I have configured an OIDC application which I’m using to allow SSO to my web based application. The next stage is to add user provisioning to allow users in Okta to be synced to my application.
I’m finding the general guidance around provisioning confusing. My simple question is: how can I configure provisioning when using an OIDC application?
Thanks,
Rob
Hi @RobDougan
At the moment, we do not support provisioning for OIDC applications. The best solution would be to create either a SCIM template application if you have a developer account under oktapreview.com or an AIW application with SCIM provisioning capabilities. For the second option, you would need SCIM_PROVISIONING feature enabled on your Okta tenant.

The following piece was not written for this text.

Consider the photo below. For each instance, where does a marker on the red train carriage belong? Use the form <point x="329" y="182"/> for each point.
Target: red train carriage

To get the feature, simply send an email to support@okta.com and ask to have it enabled.
Hi @dragos, thanks for your reply.
I have a developer account at oktapreview.com, but I don’t see an option to add a SCIM application.
Is OIDC provisioning something that is coming in future?
Rob
Hi @RobDougan
After accessing the administrative panel, hover on Developer Console on top right corner and select Classic UI. From here, navigate to Applications >> Add Application and search for SCIM. You should be able to see the SCIM templates appear as suggestions.

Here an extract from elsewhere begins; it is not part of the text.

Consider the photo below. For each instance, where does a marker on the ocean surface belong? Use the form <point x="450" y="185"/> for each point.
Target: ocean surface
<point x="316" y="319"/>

At this point, provisioning for OIDC apps is taken into consideration, however we do not have an ETA for when this feature will be released.
Thanks @dragos, this is working now. Do you know if there a guide to get this up and running?
Rob
Hi @RobDougan
The application fields need to be configured with the SCIM server settings that you currently have. If you would like to see how to create the SCIM connector for your application, check out the article available here.
If you would like an example of a SCIM connector, check out this example in PHP.
@dragos Do you have any resources or examples for .NET/C#?
Hi @RobDougan
Unfortunately, we do not have any examples of SCIM connectors for .NET.
No problem @dragos . Thanks for your help.
This topic was automatically closed 24 hours after the last reply. New replies are no longer allowed.